How exactly was I going to do this? Not run up the Crawfords' porch steps to their front door. I'd be spotted. I'd likely be noticed anyway since I was leaving a trail of footprints behind me in the snow.

A crash came from inside the cabin. Someone was in there, searching.

I turned the rear corner, and the ferocious wind snapped at my face and hands, stinging tears from my eyes and forcing me back the way I'd come. While feeling for the first window, my bedroom’s, I pressed on. When I felt a pane of glass like ice on my palm, I ducked low.

He—they?—wanted the package. That had to be right because it was the only thing of value we had. Without Baba's monthly deliveries, we had nothing except for what the Crimson Forest gave us. Lately, the forest’s offerings had thinned, and with winter coming in about two weeks’ time, it wouldn't be enough to survive. Here, winters were long and brutal, and without the meager payment for Baba's delivery, we wouldn't be able to go into town to buy food. We'd starve. So would the Crawfords. It was just Jade and Lee who lived there now because their parents hadn't survived two winters ago. Jade was only fifteen, and Lee, though older, could barely take care of himself. Baba had sworn to their parents that he would help their children while they lay on their deathbeds, the one good thing I’d ever heard him do. But without our help, Jade and Lee wouldn't make it.

Our help—or mine if Baba…

I crushed my teeth together. I would have to make the delivery myself. I knew where to go, who to speak to. I'd gone with Baba a couple times.
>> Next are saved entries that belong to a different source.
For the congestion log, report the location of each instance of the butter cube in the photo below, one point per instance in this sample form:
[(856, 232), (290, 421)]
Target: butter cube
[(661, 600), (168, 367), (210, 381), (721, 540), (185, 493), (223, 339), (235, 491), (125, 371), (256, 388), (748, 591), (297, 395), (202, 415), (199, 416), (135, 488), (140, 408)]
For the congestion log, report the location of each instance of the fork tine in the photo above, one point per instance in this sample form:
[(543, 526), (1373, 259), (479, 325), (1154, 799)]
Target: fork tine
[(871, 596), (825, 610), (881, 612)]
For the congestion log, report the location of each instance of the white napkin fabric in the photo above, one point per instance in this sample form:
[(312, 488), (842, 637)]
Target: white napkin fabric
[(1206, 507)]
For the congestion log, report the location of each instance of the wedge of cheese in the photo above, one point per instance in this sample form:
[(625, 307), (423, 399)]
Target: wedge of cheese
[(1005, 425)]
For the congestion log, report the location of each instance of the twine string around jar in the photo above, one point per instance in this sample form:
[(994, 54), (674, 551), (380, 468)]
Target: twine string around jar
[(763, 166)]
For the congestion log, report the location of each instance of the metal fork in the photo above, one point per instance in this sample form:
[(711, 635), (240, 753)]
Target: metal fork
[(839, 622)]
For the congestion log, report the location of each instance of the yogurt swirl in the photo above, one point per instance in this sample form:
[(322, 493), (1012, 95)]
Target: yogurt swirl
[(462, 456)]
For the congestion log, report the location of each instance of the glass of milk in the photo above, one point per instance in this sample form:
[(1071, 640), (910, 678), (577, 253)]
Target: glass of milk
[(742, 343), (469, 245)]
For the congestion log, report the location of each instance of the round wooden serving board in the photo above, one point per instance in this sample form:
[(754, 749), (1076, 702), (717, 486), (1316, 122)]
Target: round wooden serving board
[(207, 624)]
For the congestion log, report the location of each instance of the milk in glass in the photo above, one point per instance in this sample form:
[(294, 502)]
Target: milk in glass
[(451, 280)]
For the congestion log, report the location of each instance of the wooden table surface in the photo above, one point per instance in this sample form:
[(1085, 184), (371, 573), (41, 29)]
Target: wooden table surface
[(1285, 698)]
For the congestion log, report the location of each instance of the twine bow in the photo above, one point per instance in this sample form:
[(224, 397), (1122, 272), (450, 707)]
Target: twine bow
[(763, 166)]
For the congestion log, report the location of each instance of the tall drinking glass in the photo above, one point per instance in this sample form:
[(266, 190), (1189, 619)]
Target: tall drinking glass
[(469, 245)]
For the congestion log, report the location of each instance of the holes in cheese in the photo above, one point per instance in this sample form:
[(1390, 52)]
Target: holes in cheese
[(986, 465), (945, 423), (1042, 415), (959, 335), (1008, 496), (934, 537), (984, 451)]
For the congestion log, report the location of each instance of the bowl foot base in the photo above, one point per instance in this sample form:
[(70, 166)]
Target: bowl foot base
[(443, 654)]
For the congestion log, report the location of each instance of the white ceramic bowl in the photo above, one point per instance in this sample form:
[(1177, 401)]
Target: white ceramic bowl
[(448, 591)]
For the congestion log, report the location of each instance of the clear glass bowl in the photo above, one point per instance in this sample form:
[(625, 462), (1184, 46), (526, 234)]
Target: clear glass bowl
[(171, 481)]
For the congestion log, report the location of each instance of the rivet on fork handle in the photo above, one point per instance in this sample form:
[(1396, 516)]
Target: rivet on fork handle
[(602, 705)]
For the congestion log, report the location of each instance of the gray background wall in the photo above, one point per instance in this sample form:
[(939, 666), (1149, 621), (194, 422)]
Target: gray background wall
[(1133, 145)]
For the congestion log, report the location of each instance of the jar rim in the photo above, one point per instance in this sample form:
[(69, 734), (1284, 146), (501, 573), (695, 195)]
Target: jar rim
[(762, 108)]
Useless. So useless and broken…

No. I could do it. I had to do it. I nodded as I crept along the back of the cottage. I just needed to get to Hellbreath without anyone seeing me.

Another crash, which sounded like the pans of deer jerky I'd made, and then a string of curses.

I kept low underneath another window, keeping my footsteps as light as possible. I often heard wilds prowling around at night, but that might have been because I knew they were there in the first place. I didn't think the man who'd shot Baba knew I was here. Yet.

But I would have to sprint out into the open, between our cabin and the Crawfords', because if Baba were alive, I couldn't just leave him there. I had to tell Jade that Baba was hurt before I took Hellbreath.

My fingers sought the corner of the cabin, and I stood there for a second to gather up all my courage and hold it to my thrumming heart. It was about twenty steps from the back corner of our cabin to the back corner of theirs, at least it had been when I'd counted as a girl. Jade's bedroom window would be along the back wall. If I knocked, she would answer.

"Goddamn it," the man shouted from the front of the house. "You."

Not me. He couldn't see me. I was sure of it.

Now. I had to go now.

I ran out into the open, counting each step, with no cover to block the wind and blowing snow. It battered against me, throwing me off course and blinding me even more than I already literally was. It smothered my sharp hearing so it felt like I existed in a void. If I lost my way, I wouldn't dare shout because then I'd be giving away my location. If I lost my way, I might not make the delivery in time. The package had to be delivered the first of the month. Always. If I lost my way, I might just freeze to death since there was nothing around for miles. Even Margin, the nearest town, was twenty miles out.

Six, seven, eight… I sure hoped I was stepping in the right direction.

A cry pierced the wind. A horse's cry. What was that man doing to my girl, Hellbreath? Searching her for the package? Fury stormed through my veins, forceful enough to stall my steps and almost spin me around to go rescue her. But if he made her cry out like that, what would he do to me?